Почему? Ответ можно разглядеть в этих строках.
Интеллигенция высоко оценила его стихи, одно даже поместили в «Сборник лучших образцов грузинской словесности» (1907 г.).
Еще раз: стихотворение 16-летнего юноши признали одним из шедевров национальной литературы!
Видя дату, сами понимаете: ни о каком «подхалимаже» и речи нет. Льстить Сталину тогда не было ни малейшей причины. Это очень серьезный взлет, могла последовать большая поэтическая карьера - но дальше первых проб дело не пошло. Видимо, Иосиф чувствовал, что его миссия выше и важнее, чем рифмование слов.
Уже первокурсником он сблизился с местными революционерами. Хотелось новизны и приключений: учебный режим вгонял в тоску. Но постепенно кружковские словеса о коммунизме стали затягивать; и на четвертом курсе семинарист Джугашвили откровенно «забил» на учебу. Начались дисциплинарные взыскания: 9 октября 1898 года - карцер за отсутствие на утренней молитве, 11 октября - карцер за нарушение дисциплины во время литургии, 25 октября - карцер за опоздание из отпуска на три дня, 1 ноября - строгий выговор за то, что не поздоровался с преподавателем, 24 ноября - строгий выговор за то, что смеялся в церкви, 16 декабря - карцер за пререкание во время обыска.
Смеялся в церкви. Не настораживает?
Вроде просто: увлекся Марксом, атеизм, отсюда презрение к церковным обрядам. Да?
А куда девать тайное венчание девятьсот шестого года?! Через восемь лет, опытный подпольщик - зачем венчался??
Как хотите, не стыкуется.
Стандартная трактовка: марксизм в его душе разросся и вытеснил религию. Однолинейный примитивный процесс. Семинарист стал атеистом, и точка.

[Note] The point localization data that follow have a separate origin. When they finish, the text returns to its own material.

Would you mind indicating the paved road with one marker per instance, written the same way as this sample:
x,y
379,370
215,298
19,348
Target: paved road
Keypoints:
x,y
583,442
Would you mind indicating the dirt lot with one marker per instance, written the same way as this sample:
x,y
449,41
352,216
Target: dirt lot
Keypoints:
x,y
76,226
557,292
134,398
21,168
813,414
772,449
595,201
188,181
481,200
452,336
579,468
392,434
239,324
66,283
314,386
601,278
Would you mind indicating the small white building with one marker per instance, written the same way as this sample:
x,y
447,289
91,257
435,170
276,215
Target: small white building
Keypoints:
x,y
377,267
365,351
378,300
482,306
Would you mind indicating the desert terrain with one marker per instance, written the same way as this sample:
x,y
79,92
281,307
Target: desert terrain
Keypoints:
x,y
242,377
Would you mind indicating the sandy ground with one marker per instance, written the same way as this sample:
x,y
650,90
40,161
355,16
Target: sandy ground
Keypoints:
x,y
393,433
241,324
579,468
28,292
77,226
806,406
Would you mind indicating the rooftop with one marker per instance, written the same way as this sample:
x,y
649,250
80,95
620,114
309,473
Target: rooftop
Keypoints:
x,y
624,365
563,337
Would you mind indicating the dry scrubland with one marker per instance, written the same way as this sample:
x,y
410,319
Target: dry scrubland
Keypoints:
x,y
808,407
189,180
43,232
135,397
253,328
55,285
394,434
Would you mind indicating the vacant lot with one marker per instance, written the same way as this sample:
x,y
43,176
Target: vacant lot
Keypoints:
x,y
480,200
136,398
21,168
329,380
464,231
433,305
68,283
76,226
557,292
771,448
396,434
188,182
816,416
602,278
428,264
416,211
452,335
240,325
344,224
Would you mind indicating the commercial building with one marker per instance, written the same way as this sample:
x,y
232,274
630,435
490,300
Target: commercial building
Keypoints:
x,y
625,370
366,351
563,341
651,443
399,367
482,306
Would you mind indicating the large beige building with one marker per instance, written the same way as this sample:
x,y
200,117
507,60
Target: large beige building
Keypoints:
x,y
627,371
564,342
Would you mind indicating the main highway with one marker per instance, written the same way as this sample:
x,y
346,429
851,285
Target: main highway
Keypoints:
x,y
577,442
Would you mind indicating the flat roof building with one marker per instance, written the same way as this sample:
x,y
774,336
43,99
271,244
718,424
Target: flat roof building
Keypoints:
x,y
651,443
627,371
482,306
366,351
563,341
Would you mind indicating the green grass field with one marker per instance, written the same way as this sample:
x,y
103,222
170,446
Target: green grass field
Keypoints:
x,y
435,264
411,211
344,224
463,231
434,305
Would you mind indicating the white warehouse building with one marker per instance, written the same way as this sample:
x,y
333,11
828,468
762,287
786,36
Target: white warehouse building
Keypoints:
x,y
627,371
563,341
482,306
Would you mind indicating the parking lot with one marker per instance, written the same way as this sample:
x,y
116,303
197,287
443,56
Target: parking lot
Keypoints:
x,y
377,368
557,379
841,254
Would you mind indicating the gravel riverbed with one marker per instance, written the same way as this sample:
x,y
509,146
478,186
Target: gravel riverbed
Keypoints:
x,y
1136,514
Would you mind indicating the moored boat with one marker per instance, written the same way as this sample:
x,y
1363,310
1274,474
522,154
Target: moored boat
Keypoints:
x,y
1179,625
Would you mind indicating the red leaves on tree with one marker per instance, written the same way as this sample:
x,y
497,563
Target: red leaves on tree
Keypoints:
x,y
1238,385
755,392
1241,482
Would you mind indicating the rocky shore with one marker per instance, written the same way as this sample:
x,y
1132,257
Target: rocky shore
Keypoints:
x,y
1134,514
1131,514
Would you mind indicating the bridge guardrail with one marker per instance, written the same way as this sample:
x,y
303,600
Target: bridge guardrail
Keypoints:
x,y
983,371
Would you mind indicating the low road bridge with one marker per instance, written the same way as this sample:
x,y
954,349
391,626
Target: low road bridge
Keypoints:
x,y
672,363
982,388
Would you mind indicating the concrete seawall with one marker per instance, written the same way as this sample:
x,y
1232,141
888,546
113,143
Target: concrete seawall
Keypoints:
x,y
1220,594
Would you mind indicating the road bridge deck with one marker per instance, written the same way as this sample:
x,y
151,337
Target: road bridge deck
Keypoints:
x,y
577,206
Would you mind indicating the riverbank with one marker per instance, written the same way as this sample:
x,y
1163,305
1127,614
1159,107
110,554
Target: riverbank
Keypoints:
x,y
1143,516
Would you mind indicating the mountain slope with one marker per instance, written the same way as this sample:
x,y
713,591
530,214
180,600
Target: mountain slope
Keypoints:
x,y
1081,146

Я думаю, все сложнее. И разочарование в церковной мечте шло независимо от марксизма, они лишь совпали по времени. Более того: без семинарии остался бы верным прихожанином какого-нибудь храма, и революционная мечта его бы не зацепила, агитаторы ушли бы ни с чем.
Моя версия: Иосиф изнутри подробно и отчетливо разглядел тогдашнюю РПЦ (грузинский экзархат был ее частью). Действующие священники учили его, готовили к конкретной религиозной работе. Мечта столкнулась с реальностью. И что-то в этой реальности его отвратило. Быть частью этого духовенства он расхотел. Начался «смех в церкви» - то есть официальные обряды стали ему противны.
Но тайно, ночью он венчался! Другу (окончившему семинарию и рукоположенному) доверился! Суть обряда осталась прежней, но в корне изменилась его форма.